Each year Denver Pride takes a phrase. For the fiftieth, Janeshly pitched four. A couple were lighthearted; one or two sat in a comfortable middle. The community chose the one with teeth. "Hearts on Fire," the winner, was the most activist of the bunch, the angriest, in the specific sense that anger is the thing you feel when you want change and it hasn't come yet. The lighter options would have been easier to design around. She didn't seem to mind that people went the other way.
Then the elders. For the fiftieth she set out to record where all of this had come from, and sat down with people who'd been there near the start: Christie Lane, Phil Nash, a former executive director of the center. What they described was not nostalgia. It was being turned away from bars and restaurants, raising money however they could, watching people die, and learning that the drag bar was often the only place a person could actually go for help, for a meal or a bed or a word for what was happening to them. Most of those interviews live in the center's archives now; there was, she admits, more material than one person mid-Pride could ever use. The education stuck anyway. It gave her, she says, a baseline of gratitude, and a place to stand.
One of the faces of that fiftieth year was Ophelia Peaches, a young drag performer who works the center's main stage. Set beside Lane and Nash, Peaches is the evidence that the thing the elders built is still being built. Somewhere in the reporting, Janeshly did the math and realized she was now standing inside the lineage she'd been documenting.

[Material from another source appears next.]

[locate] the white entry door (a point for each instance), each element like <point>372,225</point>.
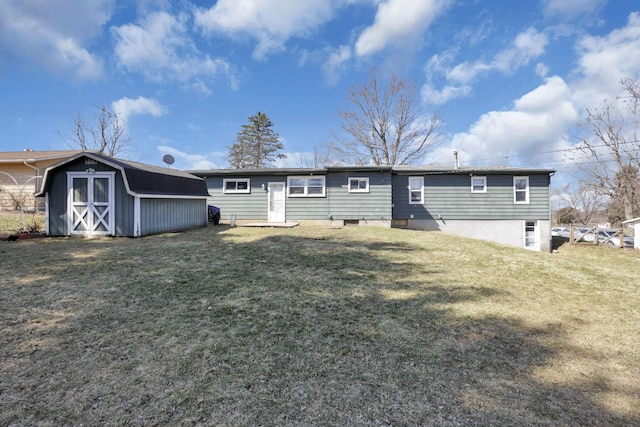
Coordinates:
<point>90,203</point>
<point>276,202</point>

It's the kind of realization that can make a person solemn. Janeshly is not solemn. She's the colleague who brightens a room on the way through it and then, once everyone's relaxed, says the true thing nobody wanted to go first on. Under the warmth is a spine made more or less entirely of pride, lowercase and capital both.

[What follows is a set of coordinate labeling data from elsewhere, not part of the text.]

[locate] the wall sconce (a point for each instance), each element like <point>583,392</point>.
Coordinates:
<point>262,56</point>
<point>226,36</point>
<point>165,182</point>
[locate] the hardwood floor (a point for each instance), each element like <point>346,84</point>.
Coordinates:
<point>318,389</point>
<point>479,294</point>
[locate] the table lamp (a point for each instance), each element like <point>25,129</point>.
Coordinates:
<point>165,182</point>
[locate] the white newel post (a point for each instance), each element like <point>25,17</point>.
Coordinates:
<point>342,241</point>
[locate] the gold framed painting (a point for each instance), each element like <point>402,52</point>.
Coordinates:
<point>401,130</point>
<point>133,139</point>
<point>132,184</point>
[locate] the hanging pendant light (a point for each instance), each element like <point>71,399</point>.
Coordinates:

Her arrival is part of a longer turn. The center, she says plainly, was once read from the outside as a cis white boys' club, and the people inside it knew it. Over a couple of years, with BIPOC committees brought in to name what wasn't working and then actually listened to, it grew closer to the community it claims to be. You can see the shift at the festival's edges. The Gayborhood, the market built to make Pride reachable for small businesses, pulled in vendors who'd never had a booth before. Some had their best weekend of the year and rebuilt their whole operation around the queer customers they met, coming back the next June as full exhibitors.
She lights up about the parts of Pride designed for people Pride used to leave out: an indoor space for anyone immunocompromised who can't do six hours in the June sun, a doggy drag show for the leashed contingent, events shaped around specific communities instead of assuming a single one. And she's quick, insistent really, that almost none of it is her doing. The full-time staff is small. The festival is carried by volunteers, some of whom have been showing up since close to the beginning, and who will be out there again this month doing the unpaid, unglamorous, load-bearing work of it. That, too, is werk.
It matters because of where the money goes. Denver Pride is the fundraising engine for a working nonprofit, and the proceeds don't evaporate when the stages come down. They turn into the center's year-round services: free mental health care, support for trans Coloradans, programs for queer kids and for elders, the life-affirming and occasionally life-saving stuff that never makes a flyer. Which returns Janeshly to the question she took out of those archive interviews and never quite set back down. With everyone rainbow-washing and arguing over language, how do you bring it back to the foundation, which was always justice.
This year you can answer that with your feet. Denver Pride looks different in 2026. Civic Center Park is under construction, so PrideFest has moved downtown to the 16th Street promenade and condensed into a single, high-wattage Sunday, June 28th, ten to six, free to walk into. The Vizzy Denver Pride Parade steps off that morning at 9:30 from Capitol Hill, running 17th Avenue from Franklin to Lincoln, and lets out about a block from the festival gates. Events have been filling the city all month leading up to it.
When you get there, take a look at the signs. Someone werked.